There is no national screening programme for non melanoma skin cancer in the UK. This is because non melanoma skin cancer most commonly develops in areas of the skin exposed to the sun. So people usually spot them in plenty of time to have successful treatment.
What is screening?
Screening means testing people for early stages of a disease before they have any symptoms. For screening to be useful the tests:
- need to be reliable at picking up cancers
- overall must do more good than harm to people taking part
- must be something that people are willing to do
Screening tests are not perfect and have some risks. The screening programme should also be good value for money for the NHS.
Looking for signs of skin cancer
Non melanoma skin cancers tend to develop most often on skin that's exposed to the sun.
To spot skin cancers early it helps to know how your skin normally looks. That way, you'll notice any changes more easily.

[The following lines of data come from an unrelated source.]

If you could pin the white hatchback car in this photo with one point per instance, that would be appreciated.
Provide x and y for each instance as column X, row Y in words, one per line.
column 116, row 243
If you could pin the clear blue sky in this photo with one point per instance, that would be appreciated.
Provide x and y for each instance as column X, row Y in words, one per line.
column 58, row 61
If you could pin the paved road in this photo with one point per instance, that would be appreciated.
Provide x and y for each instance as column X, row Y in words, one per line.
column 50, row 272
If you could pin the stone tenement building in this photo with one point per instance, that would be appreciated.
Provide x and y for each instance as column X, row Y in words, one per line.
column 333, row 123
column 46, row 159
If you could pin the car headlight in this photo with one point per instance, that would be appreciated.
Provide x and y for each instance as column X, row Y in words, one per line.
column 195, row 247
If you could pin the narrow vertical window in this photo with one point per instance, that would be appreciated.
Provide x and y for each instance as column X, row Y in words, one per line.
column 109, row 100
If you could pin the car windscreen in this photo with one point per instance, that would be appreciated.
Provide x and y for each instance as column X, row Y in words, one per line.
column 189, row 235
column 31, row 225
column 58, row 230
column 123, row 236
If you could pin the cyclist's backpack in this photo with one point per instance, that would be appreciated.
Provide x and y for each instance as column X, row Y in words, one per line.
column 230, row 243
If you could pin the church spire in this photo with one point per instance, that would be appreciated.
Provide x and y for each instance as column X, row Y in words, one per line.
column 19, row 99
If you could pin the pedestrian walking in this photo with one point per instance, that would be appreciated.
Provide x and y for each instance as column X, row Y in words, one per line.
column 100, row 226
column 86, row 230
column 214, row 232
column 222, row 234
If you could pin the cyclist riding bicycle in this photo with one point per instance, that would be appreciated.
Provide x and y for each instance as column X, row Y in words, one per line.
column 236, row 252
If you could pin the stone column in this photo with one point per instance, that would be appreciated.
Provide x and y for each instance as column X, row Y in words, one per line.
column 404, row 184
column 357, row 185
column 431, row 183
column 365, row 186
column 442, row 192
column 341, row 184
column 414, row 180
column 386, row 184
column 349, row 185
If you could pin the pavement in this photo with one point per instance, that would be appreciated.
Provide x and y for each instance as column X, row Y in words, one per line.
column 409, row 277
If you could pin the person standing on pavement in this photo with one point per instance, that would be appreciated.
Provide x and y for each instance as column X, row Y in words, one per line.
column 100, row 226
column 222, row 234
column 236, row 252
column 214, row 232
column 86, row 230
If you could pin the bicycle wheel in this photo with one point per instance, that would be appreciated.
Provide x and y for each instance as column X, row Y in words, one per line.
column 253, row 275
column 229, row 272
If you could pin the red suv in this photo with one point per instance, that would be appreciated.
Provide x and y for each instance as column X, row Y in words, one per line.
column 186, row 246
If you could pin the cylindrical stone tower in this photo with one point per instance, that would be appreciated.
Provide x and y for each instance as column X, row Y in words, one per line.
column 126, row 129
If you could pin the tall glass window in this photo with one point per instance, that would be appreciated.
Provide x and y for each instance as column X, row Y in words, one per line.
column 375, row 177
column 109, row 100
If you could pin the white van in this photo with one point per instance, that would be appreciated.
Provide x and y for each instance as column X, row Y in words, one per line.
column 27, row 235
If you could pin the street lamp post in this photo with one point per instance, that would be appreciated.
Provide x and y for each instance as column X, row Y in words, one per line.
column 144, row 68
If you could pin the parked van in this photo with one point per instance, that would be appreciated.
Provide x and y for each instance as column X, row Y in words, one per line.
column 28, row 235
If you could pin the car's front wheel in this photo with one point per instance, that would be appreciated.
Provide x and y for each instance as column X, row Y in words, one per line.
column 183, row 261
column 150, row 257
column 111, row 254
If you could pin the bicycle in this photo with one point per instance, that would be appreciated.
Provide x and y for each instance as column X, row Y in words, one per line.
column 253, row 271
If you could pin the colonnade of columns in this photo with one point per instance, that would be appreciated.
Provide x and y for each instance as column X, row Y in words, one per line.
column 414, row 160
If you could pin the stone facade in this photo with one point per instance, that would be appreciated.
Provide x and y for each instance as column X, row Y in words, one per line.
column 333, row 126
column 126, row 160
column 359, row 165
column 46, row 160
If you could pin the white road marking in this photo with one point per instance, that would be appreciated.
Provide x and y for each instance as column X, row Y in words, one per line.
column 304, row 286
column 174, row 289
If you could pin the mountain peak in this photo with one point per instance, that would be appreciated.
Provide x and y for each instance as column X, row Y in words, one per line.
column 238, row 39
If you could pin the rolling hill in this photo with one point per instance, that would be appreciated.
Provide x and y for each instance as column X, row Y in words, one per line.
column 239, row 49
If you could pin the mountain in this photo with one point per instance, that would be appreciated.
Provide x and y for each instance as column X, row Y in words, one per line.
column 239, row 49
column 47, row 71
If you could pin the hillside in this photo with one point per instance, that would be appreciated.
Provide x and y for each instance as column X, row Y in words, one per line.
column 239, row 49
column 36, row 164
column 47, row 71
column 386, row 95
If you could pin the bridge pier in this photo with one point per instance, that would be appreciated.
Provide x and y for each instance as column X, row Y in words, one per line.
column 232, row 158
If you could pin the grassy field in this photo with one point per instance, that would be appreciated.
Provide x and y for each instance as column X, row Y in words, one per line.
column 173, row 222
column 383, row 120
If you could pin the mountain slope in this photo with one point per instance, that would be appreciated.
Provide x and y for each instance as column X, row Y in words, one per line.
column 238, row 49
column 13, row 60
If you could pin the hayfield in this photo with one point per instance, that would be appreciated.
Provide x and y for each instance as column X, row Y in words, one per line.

To look at areas you can’t see easily, you could try using a hand held mirror and reflect your skin onto another mirror. Or you could get your partner or a friend to look. This is very important if you're regularly outside in the sun for work or leisure.
You can take a photo of anything that doesn't look quite right. If you can it's a good idea to put a ruler or tape measure next to the abnormal area when you take the photo. This gives you a more accurate idea about its size and can help you tell if it's changing. You can then show these pictures to your doctor.
If you are worried or have symptoms
Speak to your GP if you any unusual changes to your skin.